Ningún hombre o mujer envejece de un «viaje» como vulgarmente se dice, y un hombre de 65 años de edad pueda tener un corazón de 40, riñones de 50 y un hígado de 80 años, particularmente si ha comido y bebido sin cautela durante demasiado tiempo. A decir verdad, un sujeto que sostenía contar 2l años por el calendario, tenía un sistema nervioso conductivo de un hombre de 30 años, un funcionamiento renal del hombre promedio de 60 años, la capacidad perceptiva de uno de 80, el metabolismo general del grupo promedio de 90 años. Obviamente era joven para sus años.
En realidad, es mejor descubrir medios de envejecer bien, que hallar alguna manera de extender el periodo de natural existencia, aunque la búsqueda de la fuente de la juventud es probable que continúe por muchos siglos venideros.
El problema que afrontamos hoy es la necesidad de ajustarnos a las consecuencias de que no sólo envejecemos como individuos sino como parte de una sociedad que cada vez contiene más personas ancianas. El promedio de esperanza de vida en los EE. UU. y Canadá se aproxima hoy a los 68 años y va subiendo constantemente.
En la época actual como 32 millones de personas tienen en los Estados Unidos entre 45 y 64 años de edad, y alrededor de 12
millones son más viejas aún. Para 1980 el Departamento del Trabajo de los EE.UU. predice que habrá 43 millones de personas entre 45 y 64 años, y hasta 22 millones de edad superior a la que generalmente se acepta como la edad de jubilarse.
Gústenos o no nos guste, la edad promedio de la población humana continuará elevándose y tendremos que adoptar la solución de sentido común de hacer más productivas las décadas posteriores de la vida.

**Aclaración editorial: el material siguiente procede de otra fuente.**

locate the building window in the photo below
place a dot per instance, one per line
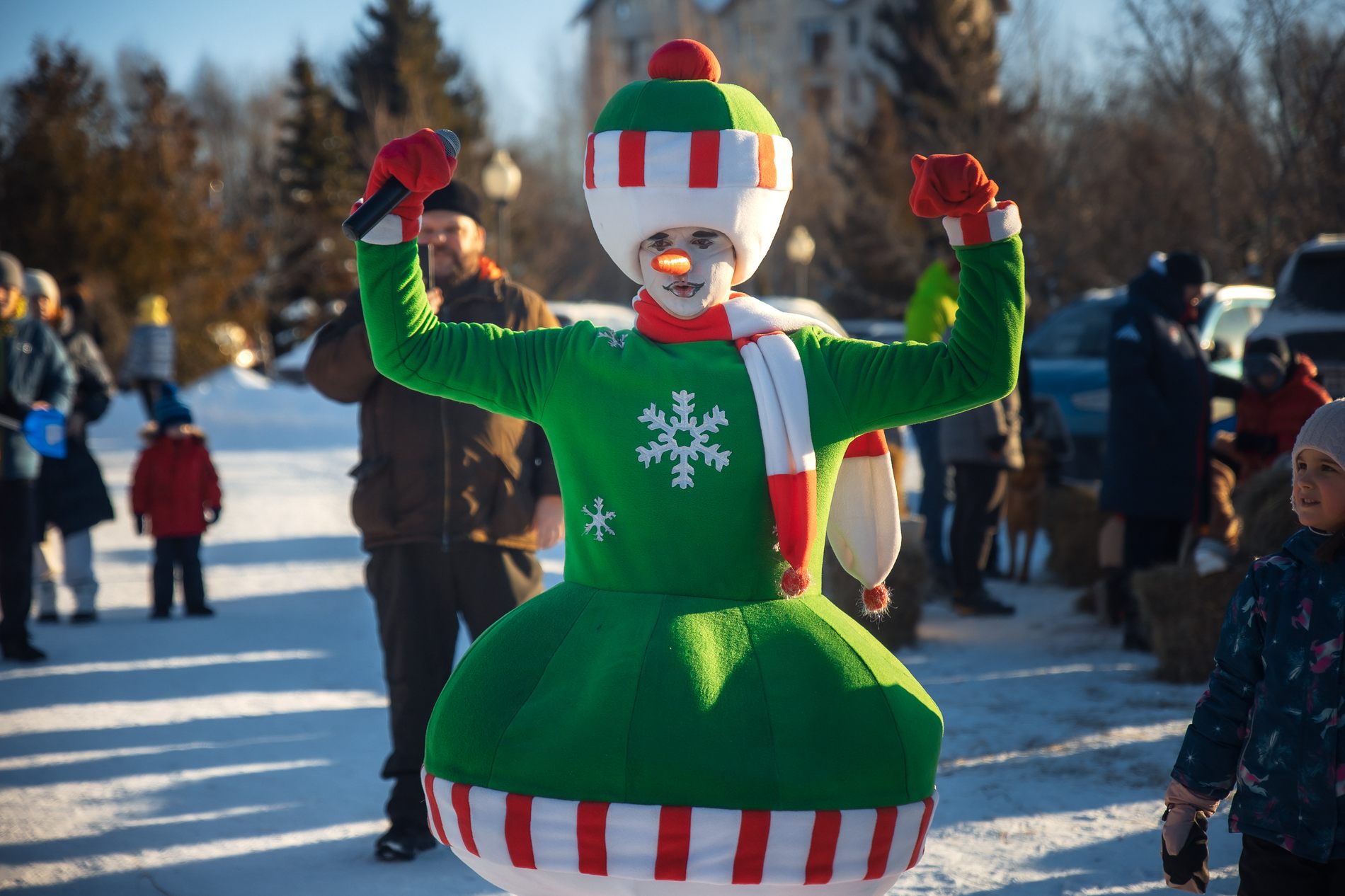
(817, 42)
(634, 58)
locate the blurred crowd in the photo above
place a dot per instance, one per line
(54, 382)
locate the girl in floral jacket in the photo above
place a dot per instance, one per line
(1270, 721)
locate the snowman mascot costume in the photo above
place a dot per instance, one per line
(686, 712)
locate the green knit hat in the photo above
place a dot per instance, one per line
(684, 151)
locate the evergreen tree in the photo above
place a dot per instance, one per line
(170, 237)
(401, 77)
(59, 130)
(937, 91)
(321, 182)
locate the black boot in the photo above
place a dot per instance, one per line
(403, 842)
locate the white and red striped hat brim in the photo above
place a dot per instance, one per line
(672, 845)
(642, 182)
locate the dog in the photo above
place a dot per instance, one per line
(1022, 502)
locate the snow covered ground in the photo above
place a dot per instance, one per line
(241, 754)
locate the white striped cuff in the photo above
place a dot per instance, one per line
(677, 842)
(986, 226)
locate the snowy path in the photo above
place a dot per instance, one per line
(201, 758)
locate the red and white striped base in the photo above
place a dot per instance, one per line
(537, 846)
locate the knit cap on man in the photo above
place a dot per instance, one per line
(685, 151)
(170, 409)
(1324, 431)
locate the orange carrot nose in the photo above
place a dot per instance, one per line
(672, 261)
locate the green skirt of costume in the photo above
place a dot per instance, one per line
(591, 694)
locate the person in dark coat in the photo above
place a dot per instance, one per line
(444, 493)
(34, 374)
(71, 497)
(175, 485)
(1156, 466)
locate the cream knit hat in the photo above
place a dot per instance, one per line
(1324, 431)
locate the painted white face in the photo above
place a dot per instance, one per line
(705, 285)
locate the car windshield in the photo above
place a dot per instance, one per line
(1318, 282)
(1076, 331)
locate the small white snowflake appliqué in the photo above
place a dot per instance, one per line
(684, 420)
(597, 519)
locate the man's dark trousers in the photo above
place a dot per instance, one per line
(934, 501)
(1150, 541)
(980, 494)
(179, 552)
(16, 530)
(418, 590)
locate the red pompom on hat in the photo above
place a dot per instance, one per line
(795, 582)
(876, 600)
(685, 59)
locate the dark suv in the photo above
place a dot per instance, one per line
(1309, 309)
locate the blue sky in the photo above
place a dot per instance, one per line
(514, 46)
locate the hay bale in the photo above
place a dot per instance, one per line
(908, 585)
(1184, 614)
(1072, 522)
(1262, 503)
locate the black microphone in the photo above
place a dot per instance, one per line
(390, 194)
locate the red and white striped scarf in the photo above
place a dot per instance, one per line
(865, 530)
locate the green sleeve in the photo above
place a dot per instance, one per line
(500, 370)
(883, 386)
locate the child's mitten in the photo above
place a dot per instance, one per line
(1185, 842)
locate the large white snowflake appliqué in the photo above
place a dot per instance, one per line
(684, 420)
(597, 519)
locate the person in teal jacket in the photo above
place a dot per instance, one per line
(1269, 723)
(686, 708)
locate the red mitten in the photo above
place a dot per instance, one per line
(423, 166)
(951, 186)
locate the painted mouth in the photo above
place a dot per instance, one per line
(684, 288)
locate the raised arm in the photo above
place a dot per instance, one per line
(907, 382)
(496, 369)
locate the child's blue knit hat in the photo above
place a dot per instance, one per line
(170, 409)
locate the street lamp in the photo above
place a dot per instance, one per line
(799, 248)
(500, 180)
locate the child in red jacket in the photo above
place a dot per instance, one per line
(175, 485)
(1278, 401)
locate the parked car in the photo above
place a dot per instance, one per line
(603, 314)
(1309, 309)
(876, 328)
(1068, 357)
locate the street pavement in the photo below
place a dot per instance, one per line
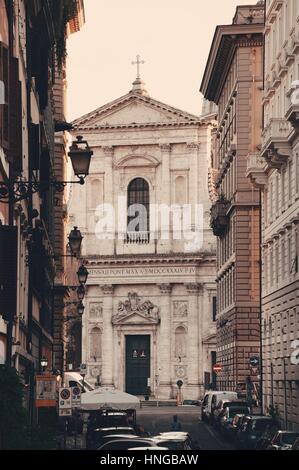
(155, 420)
(159, 419)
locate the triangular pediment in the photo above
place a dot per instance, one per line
(135, 318)
(131, 110)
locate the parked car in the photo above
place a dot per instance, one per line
(283, 440)
(191, 403)
(175, 441)
(252, 429)
(235, 425)
(211, 401)
(219, 410)
(228, 415)
(130, 443)
(242, 392)
(95, 438)
(267, 436)
(296, 444)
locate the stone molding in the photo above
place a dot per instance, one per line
(165, 288)
(193, 287)
(108, 289)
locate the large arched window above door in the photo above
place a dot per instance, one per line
(138, 212)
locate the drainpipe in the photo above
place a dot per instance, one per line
(285, 393)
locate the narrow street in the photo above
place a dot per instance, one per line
(156, 420)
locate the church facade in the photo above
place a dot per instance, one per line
(150, 303)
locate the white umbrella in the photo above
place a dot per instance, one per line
(103, 397)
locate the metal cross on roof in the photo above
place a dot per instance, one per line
(138, 63)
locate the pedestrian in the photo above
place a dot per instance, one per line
(176, 425)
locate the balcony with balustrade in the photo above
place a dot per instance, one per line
(292, 113)
(256, 170)
(219, 220)
(276, 148)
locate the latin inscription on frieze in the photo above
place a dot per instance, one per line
(142, 271)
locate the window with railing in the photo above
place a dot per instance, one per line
(138, 212)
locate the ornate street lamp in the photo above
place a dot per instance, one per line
(44, 363)
(80, 155)
(81, 292)
(82, 274)
(75, 241)
(80, 309)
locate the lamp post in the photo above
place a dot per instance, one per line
(82, 274)
(80, 309)
(75, 241)
(81, 292)
(44, 363)
(18, 190)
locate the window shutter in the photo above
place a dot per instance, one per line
(4, 77)
(15, 117)
(8, 271)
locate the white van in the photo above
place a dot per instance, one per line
(211, 401)
(75, 379)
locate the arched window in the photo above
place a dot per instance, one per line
(180, 342)
(180, 190)
(96, 344)
(138, 211)
(96, 193)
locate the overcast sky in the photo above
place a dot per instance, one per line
(172, 36)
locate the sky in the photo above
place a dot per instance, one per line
(173, 37)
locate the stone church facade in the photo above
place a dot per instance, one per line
(150, 303)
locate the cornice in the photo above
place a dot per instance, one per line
(226, 39)
(181, 116)
(196, 258)
(140, 126)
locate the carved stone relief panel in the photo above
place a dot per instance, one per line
(96, 311)
(181, 372)
(180, 342)
(180, 309)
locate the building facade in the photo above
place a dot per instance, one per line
(233, 80)
(32, 36)
(277, 173)
(149, 302)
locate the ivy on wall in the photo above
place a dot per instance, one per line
(62, 12)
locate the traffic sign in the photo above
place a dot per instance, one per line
(65, 411)
(83, 369)
(76, 397)
(65, 398)
(254, 361)
(180, 383)
(217, 368)
(45, 394)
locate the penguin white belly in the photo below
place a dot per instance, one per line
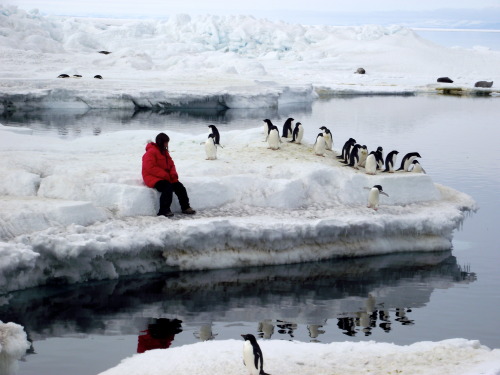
(273, 139)
(371, 164)
(328, 141)
(300, 135)
(210, 149)
(373, 198)
(362, 157)
(409, 162)
(249, 359)
(320, 146)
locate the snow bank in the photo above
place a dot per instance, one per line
(215, 62)
(75, 210)
(13, 345)
(448, 357)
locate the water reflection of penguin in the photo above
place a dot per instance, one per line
(159, 335)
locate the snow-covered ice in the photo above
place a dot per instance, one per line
(448, 357)
(76, 210)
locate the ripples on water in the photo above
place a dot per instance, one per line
(400, 298)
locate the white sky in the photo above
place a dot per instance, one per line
(256, 7)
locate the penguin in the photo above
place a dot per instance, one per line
(363, 154)
(211, 147)
(328, 137)
(267, 126)
(273, 138)
(348, 148)
(371, 163)
(373, 196)
(216, 134)
(348, 143)
(252, 355)
(417, 168)
(390, 161)
(408, 160)
(319, 147)
(298, 133)
(380, 157)
(354, 156)
(287, 128)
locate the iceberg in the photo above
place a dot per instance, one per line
(77, 210)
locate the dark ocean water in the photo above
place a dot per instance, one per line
(400, 298)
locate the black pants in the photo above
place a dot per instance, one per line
(167, 189)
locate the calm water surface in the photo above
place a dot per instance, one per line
(401, 298)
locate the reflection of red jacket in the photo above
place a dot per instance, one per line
(147, 342)
(157, 167)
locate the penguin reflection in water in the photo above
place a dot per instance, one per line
(252, 355)
(373, 196)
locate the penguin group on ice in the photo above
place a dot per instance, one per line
(252, 355)
(353, 154)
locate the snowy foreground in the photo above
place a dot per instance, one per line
(448, 357)
(216, 62)
(75, 210)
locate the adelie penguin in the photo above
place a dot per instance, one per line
(252, 356)
(417, 168)
(298, 133)
(273, 138)
(211, 147)
(390, 161)
(216, 134)
(374, 195)
(346, 150)
(319, 147)
(328, 137)
(363, 154)
(371, 163)
(354, 156)
(408, 160)
(287, 128)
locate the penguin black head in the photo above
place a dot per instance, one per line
(249, 337)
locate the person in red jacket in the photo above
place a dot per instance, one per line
(158, 172)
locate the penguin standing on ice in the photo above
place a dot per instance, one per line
(216, 134)
(390, 161)
(408, 160)
(252, 355)
(298, 133)
(371, 163)
(417, 168)
(373, 196)
(319, 147)
(211, 147)
(363, 154)
(354, 156)
(328, 137)
(380, 157)
(287, 128)
(273, 138)
(350, 142)
(267, 126)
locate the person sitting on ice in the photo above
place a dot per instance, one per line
(158, 172)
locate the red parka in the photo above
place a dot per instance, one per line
(157, 167)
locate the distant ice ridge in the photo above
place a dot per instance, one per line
(76, 210)
(215, 62)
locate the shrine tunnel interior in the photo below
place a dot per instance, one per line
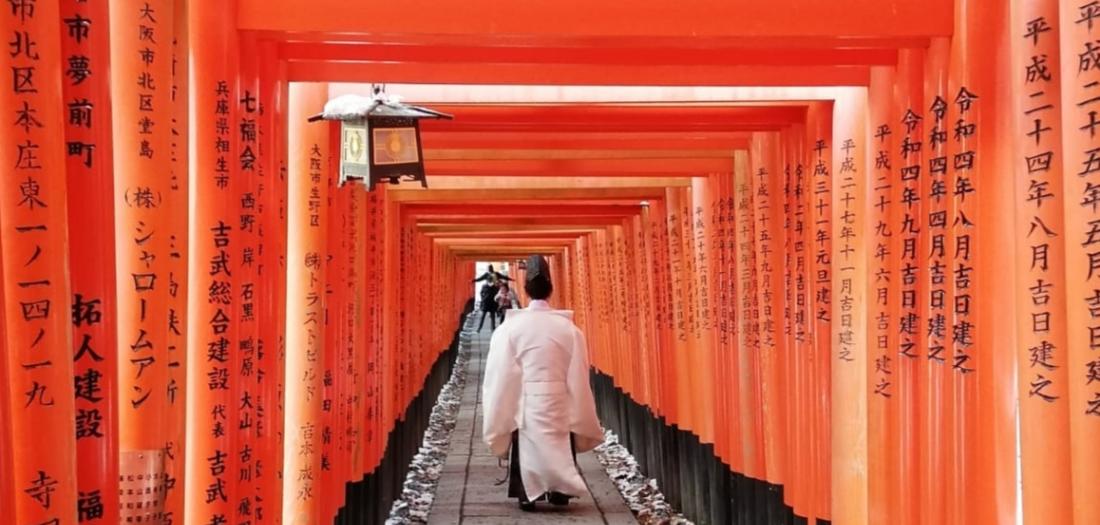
(835, 261)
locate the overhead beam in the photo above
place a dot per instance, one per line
(549, 221)
(571, 20)
(590, 167)
(618, 118)
(540, 140)
(638, 55)
(524, 194)
(574, 74)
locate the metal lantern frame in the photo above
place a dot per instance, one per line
(366, 126)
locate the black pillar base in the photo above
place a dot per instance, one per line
(692, 478)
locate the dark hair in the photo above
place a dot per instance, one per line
(538, 288)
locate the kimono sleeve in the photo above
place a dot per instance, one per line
(501, 394)
(584, 424)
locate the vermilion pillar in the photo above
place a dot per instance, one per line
(1041, 286)
(177, 211)
(881, 295)
(905, 225)
(820, 196)
(91, 256)
(215, 268)
(272, 200)
(748, 379)
(141, 69)
(849, 308)
(1079, 24)
(305, 330)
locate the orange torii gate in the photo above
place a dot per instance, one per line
(823, 302)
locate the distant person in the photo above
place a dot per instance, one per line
(538, 402)
(488, 306)
(493, 276)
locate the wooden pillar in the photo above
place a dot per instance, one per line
(91, 259)
(1044, 376)
(767, 175)
(307, 219)
(820, 195)
(908, 226)
(34, 266)
(272, 302)
(1079, 24)
(748, 380)
(142, 106)
(883, 484)
(934, 310)
(177, 229)
(849, 307)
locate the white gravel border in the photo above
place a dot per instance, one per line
(427, 466)
(640, 493)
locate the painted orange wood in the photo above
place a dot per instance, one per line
(177, 209)
(91, 258)
(308, 183)
(215, 268)
(849, 356)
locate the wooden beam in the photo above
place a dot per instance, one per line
(539, 140)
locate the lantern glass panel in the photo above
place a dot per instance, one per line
(395, 145)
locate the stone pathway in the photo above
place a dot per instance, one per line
(468, 493)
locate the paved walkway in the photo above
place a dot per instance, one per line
(468, 494)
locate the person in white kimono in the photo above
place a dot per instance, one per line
(537, 397)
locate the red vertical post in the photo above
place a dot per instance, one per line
(34, 265)
(307, 218)
(748, 381)
(251, 356)
(177, 230)
(933, 303)
(91, 258)
(141, 69)
(849, 306)
(1041, 293)
(213, 266)
(1079, 23)
(908, 126)
(881, 297)
(820, 197)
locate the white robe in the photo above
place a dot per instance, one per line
(537, 382)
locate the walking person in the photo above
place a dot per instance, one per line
(539, 407)
(488, 292)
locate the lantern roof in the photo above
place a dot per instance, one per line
(358, 107)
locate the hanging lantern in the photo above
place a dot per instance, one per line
(380, 138)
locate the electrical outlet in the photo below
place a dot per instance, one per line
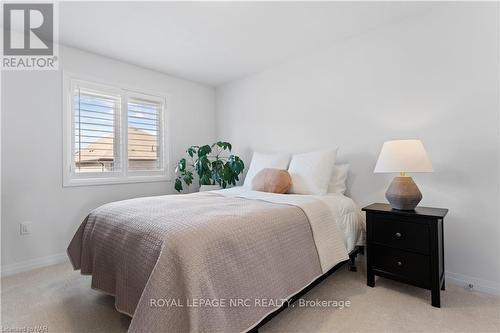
(25, 228)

«Demasiado viejo para aprender» no es más que una verdad a medias, y la realidad es que aun cuando en algunas pruebas las anotaciones de aprendizaje de personas mayores de 60 años fueron muy inferiores a las de los adolescentes, eran ligeramente inferiores no más a las de los grupos de edad de 34 a 59 años. Los que la mayoría de nosotros ha de encarar a medida que envejecemos no es la capacidad decreciente de aprender sino el hecho de que nos hemos anquilosado en nuestros modos y maneras y no queremos aprender cosas nuevas. La maquinaria se enmohece cuando no se usa. Sin embargo, en uso, la mente puede ser excelentísima.
Aunque el cuerpo comienza a envejecer casi tan pronto como empezamos a caminar, la potencia mental se eleva verticalmente hasta la edad de 40 años y continúa elevándose después, aunque a menor velocidad, hasta llegar a un clímax a los 60 años. Entonces hay un leve declinar durante los próximos 20 años, aun cuando, hasta a los 80, la norma o patrón mental es todavía tan bueno como lo era a los 35. Es una mente diferente a la de un hombre de 35 años, pero no, menos valiosa. Mientras la mente joven tiende a crear nuevas concepciones e ideas, la mente más vieja, sí bien sufre de menoscabo en la memoria y decadencia en las cualidades sensuales, posee mayor firmeza, cabalidad y riqueza de experiencia.